Thursday, April 22, 2010

Post Drill Debriefing - Bugging Out

Post Drill Debriefing: Emergency Bug Out

OK, so you have decided to take the time to create a likely disaster scenario for you and/or your family and the best solution for your safety was determined to be a "bug out" or evacuation of your dwelling - or a location you are staying temporarily like a college dorm or apartment.

This is an extremely difficult decision to make, leaving what has (for most) come to represent security in your life - your home. Not to mention all the time and effort creating your suitable domicile and the ubiquitous "stuff".

Needless if you were not overly prepared you will have discovered that maybe this survival/preparedness idea is considerably more complex and difficult than you first thought.

We certainly appreciate that. Remember - this is an ongoing process - not a one size/one time fits all event.

Some things to discuss....

How long did it take after deciding to leave did it take? Under 5 minutes? 10 minutes? 20 minutes? More? How long? Did you actually leave?

Was the planned conveyance - car-boat-motorcycle-bicycle-bus-atv-plane - able to accommodate all your critical gear? Was there an alternative means available? What changes would need to be made before you could use the alternative and how fast could you switch your means of egress?

Were you actually able to carry your evac bag (assuming you had one or more) any distance or was the kitchen sink too heavy (humor)? Were you prepared to carry on by foot if your vehicle failed you?

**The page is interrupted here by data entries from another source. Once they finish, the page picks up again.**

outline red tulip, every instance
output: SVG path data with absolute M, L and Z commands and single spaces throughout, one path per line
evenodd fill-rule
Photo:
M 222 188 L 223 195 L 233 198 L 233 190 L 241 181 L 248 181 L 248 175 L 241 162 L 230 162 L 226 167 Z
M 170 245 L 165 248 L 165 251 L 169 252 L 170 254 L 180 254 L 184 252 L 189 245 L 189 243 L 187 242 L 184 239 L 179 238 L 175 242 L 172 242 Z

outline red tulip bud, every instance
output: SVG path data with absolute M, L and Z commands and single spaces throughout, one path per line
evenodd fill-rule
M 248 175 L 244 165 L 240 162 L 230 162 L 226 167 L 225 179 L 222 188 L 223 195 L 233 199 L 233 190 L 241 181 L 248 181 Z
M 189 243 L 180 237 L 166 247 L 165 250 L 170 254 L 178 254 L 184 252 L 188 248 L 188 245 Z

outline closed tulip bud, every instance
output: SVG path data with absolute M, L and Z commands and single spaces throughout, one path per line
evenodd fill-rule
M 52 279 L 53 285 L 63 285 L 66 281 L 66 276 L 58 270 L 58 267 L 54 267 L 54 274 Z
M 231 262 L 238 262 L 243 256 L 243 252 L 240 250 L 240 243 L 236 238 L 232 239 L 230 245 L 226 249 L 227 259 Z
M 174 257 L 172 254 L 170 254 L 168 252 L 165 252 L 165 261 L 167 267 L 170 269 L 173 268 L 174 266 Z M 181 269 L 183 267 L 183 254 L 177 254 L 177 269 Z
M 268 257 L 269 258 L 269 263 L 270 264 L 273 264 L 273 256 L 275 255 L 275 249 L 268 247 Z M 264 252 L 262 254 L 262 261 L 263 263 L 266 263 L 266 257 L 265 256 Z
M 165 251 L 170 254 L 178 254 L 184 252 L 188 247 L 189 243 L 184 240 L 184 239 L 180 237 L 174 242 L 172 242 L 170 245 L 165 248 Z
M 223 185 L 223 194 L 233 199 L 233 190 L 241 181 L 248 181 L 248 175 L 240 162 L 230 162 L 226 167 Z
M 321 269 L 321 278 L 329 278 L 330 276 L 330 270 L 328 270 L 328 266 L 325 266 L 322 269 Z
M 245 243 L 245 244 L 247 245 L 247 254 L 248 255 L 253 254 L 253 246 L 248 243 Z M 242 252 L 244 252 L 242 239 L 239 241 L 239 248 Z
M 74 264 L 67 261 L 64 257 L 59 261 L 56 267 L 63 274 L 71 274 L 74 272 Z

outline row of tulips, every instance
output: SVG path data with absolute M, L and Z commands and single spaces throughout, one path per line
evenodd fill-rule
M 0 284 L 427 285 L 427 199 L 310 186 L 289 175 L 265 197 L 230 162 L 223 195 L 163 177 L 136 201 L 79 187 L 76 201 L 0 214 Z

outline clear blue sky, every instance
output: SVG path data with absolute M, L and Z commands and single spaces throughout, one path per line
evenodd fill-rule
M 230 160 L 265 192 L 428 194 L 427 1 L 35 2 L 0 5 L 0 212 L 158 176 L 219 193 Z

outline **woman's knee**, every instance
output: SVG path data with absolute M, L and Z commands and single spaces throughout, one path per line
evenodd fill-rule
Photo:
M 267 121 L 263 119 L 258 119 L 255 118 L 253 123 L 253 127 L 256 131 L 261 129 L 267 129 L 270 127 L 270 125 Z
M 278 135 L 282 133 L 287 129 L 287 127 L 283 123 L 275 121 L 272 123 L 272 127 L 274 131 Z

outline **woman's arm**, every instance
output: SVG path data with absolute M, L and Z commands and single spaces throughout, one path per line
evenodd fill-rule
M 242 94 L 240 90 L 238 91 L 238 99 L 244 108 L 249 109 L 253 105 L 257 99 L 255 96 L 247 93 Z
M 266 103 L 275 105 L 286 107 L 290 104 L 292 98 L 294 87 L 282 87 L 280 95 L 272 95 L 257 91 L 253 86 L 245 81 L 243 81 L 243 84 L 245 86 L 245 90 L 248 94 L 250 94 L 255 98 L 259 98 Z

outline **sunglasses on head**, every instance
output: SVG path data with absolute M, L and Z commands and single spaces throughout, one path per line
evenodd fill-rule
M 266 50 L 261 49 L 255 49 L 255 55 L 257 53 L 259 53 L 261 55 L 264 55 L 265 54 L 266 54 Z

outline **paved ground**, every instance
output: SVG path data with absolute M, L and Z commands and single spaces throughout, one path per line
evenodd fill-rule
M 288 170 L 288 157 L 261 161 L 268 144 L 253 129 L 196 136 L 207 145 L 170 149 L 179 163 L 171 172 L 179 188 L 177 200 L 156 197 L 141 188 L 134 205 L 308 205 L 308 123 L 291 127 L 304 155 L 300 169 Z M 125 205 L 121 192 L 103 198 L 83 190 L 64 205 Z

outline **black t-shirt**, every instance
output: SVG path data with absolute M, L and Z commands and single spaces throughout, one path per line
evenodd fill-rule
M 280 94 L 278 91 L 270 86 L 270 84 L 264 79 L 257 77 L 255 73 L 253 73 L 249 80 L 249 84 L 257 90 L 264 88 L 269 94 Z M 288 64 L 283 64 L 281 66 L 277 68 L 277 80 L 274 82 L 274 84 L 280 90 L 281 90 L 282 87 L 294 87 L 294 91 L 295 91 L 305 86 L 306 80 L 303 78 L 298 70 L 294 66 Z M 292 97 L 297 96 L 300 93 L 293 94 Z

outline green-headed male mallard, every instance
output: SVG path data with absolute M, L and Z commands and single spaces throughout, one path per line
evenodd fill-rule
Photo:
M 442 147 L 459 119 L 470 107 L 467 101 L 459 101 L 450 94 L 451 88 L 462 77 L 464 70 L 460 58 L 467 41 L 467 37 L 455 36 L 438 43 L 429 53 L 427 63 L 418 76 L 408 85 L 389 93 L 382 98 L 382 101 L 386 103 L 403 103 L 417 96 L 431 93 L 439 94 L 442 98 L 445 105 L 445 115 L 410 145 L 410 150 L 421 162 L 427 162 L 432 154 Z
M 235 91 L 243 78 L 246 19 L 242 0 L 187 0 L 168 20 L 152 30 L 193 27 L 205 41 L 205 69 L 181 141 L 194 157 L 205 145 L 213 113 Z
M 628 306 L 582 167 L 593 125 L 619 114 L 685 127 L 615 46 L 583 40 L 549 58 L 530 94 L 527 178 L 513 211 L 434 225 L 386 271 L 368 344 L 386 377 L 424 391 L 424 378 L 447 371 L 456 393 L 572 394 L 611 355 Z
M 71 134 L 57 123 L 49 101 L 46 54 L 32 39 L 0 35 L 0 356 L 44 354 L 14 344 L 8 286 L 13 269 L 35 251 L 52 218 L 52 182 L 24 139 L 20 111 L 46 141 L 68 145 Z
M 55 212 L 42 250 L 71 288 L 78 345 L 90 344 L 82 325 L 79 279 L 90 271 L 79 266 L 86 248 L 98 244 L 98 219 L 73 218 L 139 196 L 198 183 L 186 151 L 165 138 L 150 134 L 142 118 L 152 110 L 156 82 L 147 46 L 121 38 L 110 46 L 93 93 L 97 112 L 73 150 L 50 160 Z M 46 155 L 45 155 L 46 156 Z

Did you have a destination goal that was safer than the place you were leaving? If so, in what way and for how long?

Were you accompanied by others or just yourself? What might be some difficulties with injured family members or neighbors (or yourself). Did you consider your known physical limitations?

How far away did you travel? Did your vehicle have sufficient fuel to make the trip or did you have to refuel enroute?

Was the time you held the drill realistic? If another time was more difficult, would you have fared as well as you did this time or worse?

What were the Strengths, Weaknesses, Opportunities and Threats (SWOT) presented by the execution of your plan ? Did you encounter challenges you never thought existed or did you exploit opportunities you had considered in your planning stage? What would you do differently and in what (realistic) situations would your pre-planning not work?

Would have sheltering in place (SIP) been a better alternative? If so, why and for how long?

What are some other preparations would you make knowing what you know now? Would your home and the contents be "safe" for short periods of time knowing alarms and police protection would be non existent? Have you considered that?

More food? More water? Better ride? Safer means of carrying documents? Money? Firearms?

Did you find that in fact under certain scenarios you actually had no realistic expectation of being able to remove yourself safely in time to preserve your safety and that of your family? In this case would shelter in place (SIP) be the only option? Should you prepare instead for that response?

This post can go on for hours with a variety of questions and ideas on how you might have, should have, could have...but it was an exercise and exercises are meant to create ideas and evaluate plans and processes. So, if you developed more questions than answers - do not despair because that is what this was meant to do.

Some of you will undoubtedly throw up your hands and say "if it was meant to be then it was meant to be"......but WTSHTF your flight or fight response will kick in and that previous philosophical lament will quickly become a moot point - so how about "I will prevail" as your mindset instead? Good.